Coalition of Franchisee Associations

April 1, 2023

Franchise Times on California Style Franchise Legislation

“Don’t expect business to be the place you solve societal problems,” he said. “It’s not that businesses won’t be part of the solution. It’s that you can’t do it on the backs of business alone.”

Attorneys eye "Californication" bills

6 comments:

Anonymous said...

NOT one Franchisor has decided to not expand in California. NOT ONE! Its a scare tactic by the pro franchisor IFA to decieve and mislead the public.

Richard Adams said...

That's true but it's a threat that the IFA has been using for several decades. To the best of my knowledge, no franchisee-friendly legislation has been in force long enough to test the franchisor as to whether they'd actually cut back on expansion.
But it's not about impressing the public, it's about scaring the hell out of the franchisees so they'll get behind the IFA's efforts to kill the legislation.
Imagine paying a premium for a territory or the like and then having your franchisor shut down expansion.
As for larger, more mature brands, like McDonald's - McDonald's can claim they won't expand in California but that's a no-brainer since there's little room for new locations in the Golden State. McDonald's considers the rewrite of a franchise as a new franchise so they can just decline to issue a new franchise for those locations that come to the end of their term. That's some serious stuff for a franchisee who's built up equity in an ongoing business and suddenly that business is no longer ongoing.
.

Anonymous said...

the IFA is not a franchisees friend.

Anonymous said...

IFA just added 3 large multi-unit franchisees to its board, and two of them are also attorneys.
Lets see if the IFA actually listens to what they say.

Anonymous said...

McDonald’s recent legislative webcast was the worst veiled threat I’ve ever heard. There were so many things wrong with it. Here’s my top three and they all are because our US president has zero emotional intelligence.

1) roi numbers stated were not accurate
2) risk/reward statements while true, we’re poorly articulated and didn’t understand its audience
3) don’t tell me. Or anyone how to think or vote.

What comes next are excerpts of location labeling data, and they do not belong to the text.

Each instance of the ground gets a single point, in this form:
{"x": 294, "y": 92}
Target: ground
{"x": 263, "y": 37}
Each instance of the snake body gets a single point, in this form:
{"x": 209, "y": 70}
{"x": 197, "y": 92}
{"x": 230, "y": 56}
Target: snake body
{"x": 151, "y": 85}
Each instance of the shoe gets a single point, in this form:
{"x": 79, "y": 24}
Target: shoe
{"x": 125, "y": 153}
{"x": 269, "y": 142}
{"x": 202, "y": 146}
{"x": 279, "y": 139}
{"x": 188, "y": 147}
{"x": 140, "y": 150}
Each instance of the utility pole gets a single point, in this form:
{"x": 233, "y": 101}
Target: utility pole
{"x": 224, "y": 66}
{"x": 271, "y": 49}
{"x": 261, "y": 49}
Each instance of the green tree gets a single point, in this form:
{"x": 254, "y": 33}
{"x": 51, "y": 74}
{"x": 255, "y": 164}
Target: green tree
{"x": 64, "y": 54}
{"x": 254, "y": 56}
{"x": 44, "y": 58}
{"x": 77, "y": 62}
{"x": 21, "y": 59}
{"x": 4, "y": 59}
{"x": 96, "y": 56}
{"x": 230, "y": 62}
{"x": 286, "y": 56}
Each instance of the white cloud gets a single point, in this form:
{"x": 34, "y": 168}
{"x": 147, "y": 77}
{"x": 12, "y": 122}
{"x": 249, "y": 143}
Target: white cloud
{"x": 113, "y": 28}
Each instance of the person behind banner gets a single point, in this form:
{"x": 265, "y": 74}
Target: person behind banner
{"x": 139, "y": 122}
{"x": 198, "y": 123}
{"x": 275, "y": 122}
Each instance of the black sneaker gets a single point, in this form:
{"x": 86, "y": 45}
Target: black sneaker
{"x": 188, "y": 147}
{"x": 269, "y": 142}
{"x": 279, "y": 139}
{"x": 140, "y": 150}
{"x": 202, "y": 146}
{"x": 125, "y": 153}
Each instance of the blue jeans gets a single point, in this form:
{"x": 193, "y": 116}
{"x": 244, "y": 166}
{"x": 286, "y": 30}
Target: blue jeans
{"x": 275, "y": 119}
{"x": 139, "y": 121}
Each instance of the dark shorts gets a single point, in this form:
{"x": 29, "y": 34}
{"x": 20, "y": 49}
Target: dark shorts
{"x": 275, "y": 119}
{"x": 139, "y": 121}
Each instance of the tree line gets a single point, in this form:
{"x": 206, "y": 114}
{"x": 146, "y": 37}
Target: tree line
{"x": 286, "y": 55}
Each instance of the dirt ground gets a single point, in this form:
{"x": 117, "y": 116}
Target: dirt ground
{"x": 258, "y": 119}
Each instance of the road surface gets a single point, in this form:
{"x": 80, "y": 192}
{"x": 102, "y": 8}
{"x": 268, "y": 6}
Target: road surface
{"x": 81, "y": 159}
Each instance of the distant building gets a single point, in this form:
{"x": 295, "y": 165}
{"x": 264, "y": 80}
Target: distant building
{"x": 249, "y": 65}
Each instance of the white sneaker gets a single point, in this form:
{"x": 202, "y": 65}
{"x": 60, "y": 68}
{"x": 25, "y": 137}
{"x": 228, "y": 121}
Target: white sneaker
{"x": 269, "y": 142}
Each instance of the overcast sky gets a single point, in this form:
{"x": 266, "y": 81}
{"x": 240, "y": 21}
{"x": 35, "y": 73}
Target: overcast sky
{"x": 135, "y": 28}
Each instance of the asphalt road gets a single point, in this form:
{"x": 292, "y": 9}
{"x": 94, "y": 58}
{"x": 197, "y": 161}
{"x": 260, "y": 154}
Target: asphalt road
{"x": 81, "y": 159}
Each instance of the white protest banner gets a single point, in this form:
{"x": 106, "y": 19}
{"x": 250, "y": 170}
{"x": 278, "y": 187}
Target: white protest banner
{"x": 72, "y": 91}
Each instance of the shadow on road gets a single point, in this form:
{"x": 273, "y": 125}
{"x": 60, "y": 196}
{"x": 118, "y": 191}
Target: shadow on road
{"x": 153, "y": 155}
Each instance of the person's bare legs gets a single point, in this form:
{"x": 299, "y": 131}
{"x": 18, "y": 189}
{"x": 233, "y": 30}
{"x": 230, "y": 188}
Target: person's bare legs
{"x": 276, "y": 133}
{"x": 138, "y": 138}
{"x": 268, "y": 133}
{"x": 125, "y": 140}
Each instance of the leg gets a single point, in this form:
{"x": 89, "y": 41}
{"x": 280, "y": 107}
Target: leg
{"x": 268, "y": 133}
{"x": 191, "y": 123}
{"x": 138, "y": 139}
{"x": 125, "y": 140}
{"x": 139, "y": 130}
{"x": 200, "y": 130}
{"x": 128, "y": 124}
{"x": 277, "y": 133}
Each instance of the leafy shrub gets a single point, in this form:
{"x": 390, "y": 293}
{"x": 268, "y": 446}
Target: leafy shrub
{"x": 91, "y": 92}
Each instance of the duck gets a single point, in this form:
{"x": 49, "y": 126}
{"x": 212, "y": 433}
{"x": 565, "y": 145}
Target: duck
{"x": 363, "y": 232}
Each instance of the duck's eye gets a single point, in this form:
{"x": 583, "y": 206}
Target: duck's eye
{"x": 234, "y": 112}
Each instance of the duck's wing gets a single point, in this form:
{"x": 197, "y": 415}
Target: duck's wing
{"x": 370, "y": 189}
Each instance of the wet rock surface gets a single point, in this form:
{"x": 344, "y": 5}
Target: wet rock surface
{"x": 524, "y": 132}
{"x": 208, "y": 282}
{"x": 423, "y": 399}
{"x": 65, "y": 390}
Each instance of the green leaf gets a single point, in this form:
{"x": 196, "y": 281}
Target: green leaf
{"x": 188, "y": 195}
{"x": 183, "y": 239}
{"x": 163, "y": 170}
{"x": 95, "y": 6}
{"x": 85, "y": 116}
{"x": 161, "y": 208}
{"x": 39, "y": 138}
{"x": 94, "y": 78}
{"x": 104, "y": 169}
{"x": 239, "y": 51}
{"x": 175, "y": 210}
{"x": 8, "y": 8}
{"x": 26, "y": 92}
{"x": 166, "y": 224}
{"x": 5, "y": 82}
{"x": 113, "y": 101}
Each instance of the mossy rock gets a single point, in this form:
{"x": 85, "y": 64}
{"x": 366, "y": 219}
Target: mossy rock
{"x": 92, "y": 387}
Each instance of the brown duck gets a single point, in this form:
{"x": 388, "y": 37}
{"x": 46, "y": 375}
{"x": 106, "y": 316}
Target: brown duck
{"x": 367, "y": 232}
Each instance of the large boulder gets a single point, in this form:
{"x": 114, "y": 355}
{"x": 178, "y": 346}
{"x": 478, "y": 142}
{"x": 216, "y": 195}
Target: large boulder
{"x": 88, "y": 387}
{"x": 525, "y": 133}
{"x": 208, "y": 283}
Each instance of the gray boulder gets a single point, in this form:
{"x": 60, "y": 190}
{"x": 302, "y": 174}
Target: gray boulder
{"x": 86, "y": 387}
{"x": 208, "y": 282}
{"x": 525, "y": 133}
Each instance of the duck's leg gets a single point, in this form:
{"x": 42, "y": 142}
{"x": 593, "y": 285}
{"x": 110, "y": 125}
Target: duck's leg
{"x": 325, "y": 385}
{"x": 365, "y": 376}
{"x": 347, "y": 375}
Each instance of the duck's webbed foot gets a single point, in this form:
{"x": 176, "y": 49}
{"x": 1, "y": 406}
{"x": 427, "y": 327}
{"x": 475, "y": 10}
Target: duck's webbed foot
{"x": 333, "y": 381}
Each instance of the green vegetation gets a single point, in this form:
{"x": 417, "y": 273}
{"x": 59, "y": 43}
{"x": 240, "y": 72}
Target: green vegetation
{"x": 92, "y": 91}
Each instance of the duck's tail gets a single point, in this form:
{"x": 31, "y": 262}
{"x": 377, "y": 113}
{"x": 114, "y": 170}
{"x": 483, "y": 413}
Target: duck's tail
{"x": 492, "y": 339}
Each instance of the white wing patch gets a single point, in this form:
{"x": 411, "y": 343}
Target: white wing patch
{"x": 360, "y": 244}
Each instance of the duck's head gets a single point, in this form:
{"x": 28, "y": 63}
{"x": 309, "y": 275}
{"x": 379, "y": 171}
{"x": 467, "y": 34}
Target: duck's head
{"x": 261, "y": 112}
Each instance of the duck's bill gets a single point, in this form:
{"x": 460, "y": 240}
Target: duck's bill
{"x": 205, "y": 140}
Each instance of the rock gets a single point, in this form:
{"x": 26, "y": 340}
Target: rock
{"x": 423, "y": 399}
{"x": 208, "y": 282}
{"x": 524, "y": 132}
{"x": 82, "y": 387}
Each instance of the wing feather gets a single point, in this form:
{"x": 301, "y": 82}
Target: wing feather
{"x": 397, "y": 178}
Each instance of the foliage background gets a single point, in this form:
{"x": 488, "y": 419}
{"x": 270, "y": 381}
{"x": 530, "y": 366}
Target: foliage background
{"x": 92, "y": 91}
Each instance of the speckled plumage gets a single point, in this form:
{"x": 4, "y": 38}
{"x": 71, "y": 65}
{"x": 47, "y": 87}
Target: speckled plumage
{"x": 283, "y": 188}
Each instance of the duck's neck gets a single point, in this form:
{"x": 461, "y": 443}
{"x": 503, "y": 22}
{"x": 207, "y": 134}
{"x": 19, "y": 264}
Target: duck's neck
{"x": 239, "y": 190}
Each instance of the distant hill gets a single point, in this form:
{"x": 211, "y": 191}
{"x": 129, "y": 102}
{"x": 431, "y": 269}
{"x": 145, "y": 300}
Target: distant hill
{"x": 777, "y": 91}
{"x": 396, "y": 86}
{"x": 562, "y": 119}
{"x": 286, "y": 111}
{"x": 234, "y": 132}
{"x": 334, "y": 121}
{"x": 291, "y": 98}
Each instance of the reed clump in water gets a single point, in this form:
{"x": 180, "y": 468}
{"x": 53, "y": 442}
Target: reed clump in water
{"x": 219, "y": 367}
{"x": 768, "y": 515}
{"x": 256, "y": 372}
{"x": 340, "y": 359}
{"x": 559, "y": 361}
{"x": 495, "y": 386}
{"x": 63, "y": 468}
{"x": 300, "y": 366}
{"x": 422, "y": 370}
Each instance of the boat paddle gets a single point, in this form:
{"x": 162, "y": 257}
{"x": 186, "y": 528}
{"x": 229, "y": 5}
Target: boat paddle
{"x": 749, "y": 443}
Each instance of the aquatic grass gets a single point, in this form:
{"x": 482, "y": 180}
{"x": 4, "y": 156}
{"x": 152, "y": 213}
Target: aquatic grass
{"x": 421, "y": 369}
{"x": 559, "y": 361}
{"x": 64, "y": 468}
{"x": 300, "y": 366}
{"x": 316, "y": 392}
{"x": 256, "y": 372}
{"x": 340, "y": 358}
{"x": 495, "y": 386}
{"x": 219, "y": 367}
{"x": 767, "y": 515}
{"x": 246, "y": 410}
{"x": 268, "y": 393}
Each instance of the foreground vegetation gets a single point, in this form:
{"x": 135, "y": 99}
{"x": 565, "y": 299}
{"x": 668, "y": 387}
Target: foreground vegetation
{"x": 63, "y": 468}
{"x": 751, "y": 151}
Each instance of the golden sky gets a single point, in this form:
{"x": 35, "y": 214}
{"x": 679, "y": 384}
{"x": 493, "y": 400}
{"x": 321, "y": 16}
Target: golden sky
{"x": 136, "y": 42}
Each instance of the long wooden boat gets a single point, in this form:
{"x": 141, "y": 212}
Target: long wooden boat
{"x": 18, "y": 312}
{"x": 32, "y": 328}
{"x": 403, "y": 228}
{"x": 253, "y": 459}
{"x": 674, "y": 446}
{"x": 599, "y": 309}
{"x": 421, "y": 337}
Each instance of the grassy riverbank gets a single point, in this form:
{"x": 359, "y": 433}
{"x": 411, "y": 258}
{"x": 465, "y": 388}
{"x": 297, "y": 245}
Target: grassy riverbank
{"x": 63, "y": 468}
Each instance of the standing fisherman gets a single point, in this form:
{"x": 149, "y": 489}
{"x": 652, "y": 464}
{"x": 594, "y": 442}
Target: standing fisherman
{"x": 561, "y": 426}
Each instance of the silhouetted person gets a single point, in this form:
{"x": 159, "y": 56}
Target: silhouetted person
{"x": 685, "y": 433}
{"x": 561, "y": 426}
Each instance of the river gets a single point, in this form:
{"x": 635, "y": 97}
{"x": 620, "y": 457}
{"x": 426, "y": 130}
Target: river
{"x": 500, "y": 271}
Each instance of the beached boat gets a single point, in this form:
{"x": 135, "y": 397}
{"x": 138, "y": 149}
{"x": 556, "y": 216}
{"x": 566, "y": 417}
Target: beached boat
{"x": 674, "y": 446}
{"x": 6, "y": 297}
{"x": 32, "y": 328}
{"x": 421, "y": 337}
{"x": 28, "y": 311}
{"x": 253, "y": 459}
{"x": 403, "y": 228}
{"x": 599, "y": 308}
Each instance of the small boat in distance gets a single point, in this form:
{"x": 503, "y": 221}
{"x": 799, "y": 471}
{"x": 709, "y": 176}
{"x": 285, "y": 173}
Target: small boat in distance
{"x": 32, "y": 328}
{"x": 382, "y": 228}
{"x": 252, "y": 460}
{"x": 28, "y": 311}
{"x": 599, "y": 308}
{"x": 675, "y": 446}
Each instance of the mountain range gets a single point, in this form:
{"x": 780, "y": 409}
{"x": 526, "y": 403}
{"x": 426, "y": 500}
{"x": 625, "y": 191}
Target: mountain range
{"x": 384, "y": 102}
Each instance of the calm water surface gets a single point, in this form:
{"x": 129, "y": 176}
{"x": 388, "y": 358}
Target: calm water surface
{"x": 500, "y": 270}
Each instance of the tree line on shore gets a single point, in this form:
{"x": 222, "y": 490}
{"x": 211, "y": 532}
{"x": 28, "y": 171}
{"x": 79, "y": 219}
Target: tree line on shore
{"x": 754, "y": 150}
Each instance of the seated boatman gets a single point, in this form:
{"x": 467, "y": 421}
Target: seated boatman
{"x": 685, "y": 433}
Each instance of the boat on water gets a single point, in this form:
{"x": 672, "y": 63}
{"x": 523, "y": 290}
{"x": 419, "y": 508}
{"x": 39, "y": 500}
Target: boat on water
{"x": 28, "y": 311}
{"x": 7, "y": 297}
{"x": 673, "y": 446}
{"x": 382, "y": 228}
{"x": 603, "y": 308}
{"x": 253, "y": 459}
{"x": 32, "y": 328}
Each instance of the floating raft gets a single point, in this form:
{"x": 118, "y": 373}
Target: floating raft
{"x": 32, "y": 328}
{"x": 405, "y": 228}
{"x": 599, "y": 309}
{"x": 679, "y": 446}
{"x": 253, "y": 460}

Trying to scare me into aligning with McDonald’s corporate via risk and reward and saying we/I need to support certain legislation is absolutely bullshit. I don’t trust our government. And I don’t trust McDonald’s SLT. Unfortunately I’m trying to figure out who is the least evil. And McDonald’s SLT seems to be the worst at this point.

Anonymous said...

One of the new IFA board members is one of the proponents of that California franchise legislation. Weird, but true.
Lets see if IFA can change its tune to help franchisees.